# Los Angeles D-Fenders Sets 2008-09 Opening Day Rosters



## truebluefan (May 27, 2002)

The Los Angeles D-Fenders waived forward Kenny Barnes and guard Darren Cooper was waived due to injury, it was announced today. The active roster now stands at 10. 
Highlighting the D-Fenders opening day roster are Joe Crawford, Brandon Heath and Dwayne Mitchell, who participated in Lakers training camp. Crawford, the Lakers 58th pick in the 2008 NBA Draft, averaged 2.8 points in 7.3 minutes in six preseason games for the Lakers. Heath, a 6-3 guard out of San Diego State, averaged 1.4 points in 8.6 minutes in five preseason games for the Lakers. Mitchell, a 2008 NBA D-League All-Star for the Iowa Energy, participated with the Lakers in the 2008 NBA Summer League in Las Vegas, averaging 6.7 points on .619 shooting, 1.5 rebounds, 1.0 assists and 0.83 steals in 15.0 minutes over six games.

The D-Fenders tip off their third season in the NBA D-League on Friday, November 28 at 3:30 p.m. when they host the Bakersfield Jam at STAPLES Center. Having a game ticket for a Lakers home game also gives fans the opportunity to attend the D-Fenders game that same day at STAPLES Center. 

D-Fenders 2008-09 Opening Day Roster: 
No.

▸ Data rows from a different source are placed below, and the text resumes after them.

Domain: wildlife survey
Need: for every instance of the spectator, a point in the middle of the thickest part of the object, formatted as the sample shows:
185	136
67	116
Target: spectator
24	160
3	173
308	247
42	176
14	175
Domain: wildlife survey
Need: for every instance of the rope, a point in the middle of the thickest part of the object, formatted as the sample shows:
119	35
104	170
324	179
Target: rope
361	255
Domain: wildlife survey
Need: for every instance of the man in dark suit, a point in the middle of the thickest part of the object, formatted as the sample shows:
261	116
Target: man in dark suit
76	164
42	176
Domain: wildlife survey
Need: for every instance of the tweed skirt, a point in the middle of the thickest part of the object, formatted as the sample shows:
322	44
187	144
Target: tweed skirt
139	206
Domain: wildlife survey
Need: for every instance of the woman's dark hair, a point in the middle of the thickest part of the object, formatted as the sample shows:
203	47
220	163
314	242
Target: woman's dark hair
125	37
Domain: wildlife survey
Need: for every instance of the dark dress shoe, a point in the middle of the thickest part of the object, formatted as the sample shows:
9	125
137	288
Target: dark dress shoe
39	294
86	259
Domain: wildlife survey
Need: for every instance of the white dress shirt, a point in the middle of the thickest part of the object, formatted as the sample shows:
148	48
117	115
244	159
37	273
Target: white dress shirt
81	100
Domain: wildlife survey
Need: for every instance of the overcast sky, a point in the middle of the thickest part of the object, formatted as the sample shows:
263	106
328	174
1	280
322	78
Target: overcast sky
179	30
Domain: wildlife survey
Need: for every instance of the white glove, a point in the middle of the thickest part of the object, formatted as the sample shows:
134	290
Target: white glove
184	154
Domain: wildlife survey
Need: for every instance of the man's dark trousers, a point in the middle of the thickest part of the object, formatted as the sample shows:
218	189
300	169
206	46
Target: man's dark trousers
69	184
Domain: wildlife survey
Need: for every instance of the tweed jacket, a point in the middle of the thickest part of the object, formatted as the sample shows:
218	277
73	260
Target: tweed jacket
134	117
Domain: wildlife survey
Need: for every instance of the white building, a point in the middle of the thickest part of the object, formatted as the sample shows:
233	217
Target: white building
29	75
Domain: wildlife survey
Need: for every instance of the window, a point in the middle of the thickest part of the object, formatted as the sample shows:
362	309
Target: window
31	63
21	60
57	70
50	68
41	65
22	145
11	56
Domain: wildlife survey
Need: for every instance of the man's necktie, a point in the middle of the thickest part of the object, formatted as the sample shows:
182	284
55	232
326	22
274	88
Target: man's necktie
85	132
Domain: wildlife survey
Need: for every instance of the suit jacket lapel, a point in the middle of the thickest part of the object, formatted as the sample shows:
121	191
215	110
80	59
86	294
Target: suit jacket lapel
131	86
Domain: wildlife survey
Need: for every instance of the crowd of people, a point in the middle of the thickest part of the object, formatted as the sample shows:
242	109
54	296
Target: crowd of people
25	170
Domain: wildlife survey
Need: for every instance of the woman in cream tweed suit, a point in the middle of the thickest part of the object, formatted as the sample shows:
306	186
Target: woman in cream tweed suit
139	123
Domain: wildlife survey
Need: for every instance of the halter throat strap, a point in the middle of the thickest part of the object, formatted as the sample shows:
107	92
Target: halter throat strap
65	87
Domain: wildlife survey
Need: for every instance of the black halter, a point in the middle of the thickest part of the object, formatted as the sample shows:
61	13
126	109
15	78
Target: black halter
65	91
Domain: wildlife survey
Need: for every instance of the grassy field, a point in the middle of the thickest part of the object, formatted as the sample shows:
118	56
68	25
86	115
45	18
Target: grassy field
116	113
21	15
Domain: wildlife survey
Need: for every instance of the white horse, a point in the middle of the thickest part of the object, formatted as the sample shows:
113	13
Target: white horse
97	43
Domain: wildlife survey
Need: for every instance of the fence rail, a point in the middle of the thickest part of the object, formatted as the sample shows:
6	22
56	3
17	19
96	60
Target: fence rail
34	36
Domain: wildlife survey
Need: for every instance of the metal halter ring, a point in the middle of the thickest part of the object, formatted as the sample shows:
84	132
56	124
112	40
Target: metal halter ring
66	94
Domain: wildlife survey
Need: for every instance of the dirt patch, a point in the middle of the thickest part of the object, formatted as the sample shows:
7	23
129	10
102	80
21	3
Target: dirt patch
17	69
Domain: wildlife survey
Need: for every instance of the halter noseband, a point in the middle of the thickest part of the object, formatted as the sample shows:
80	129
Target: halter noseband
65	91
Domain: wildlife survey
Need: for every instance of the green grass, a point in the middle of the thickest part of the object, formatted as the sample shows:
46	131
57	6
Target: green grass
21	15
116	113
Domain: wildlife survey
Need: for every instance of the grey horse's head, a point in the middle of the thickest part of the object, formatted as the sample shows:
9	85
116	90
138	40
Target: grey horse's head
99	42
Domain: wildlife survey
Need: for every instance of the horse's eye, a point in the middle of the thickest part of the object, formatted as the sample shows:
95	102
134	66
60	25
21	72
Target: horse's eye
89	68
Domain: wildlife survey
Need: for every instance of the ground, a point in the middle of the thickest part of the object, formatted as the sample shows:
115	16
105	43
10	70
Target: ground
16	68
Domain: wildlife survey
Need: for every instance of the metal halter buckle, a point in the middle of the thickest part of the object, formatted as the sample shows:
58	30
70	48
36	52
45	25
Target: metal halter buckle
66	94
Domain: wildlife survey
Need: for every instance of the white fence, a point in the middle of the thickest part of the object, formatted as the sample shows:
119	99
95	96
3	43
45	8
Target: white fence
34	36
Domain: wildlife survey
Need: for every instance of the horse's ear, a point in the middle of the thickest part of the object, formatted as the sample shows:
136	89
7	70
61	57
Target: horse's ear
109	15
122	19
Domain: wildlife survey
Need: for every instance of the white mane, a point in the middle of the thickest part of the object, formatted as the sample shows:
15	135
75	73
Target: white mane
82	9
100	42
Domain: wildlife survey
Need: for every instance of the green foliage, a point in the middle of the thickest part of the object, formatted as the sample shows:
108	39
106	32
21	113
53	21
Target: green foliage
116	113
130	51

Name Position Height Weight College
42 Jamaal Brown F 6-7 240 Cal State - Fullerton
99 Rashid Byrd C 7-1 240 Eastern Oklahoma JC
14 Joe Crawford G 6-5 205 Kentucky
32 Johnny Dukes F 6-8 225 San Francisco
15 Ryan Forehand-Kelley F 6-6 210 California
13 Brandon Heath G 6-4 198 San Diego State
44 Jasper Johnson F 6-8 275 Delta State
50 Dwayne Mitchell G 6-5 220 Louisiana Lafayette
21 Dominique Scales F 6-9 235 East Central
33 Curtis Terry G 6-5 205 UNLV


----------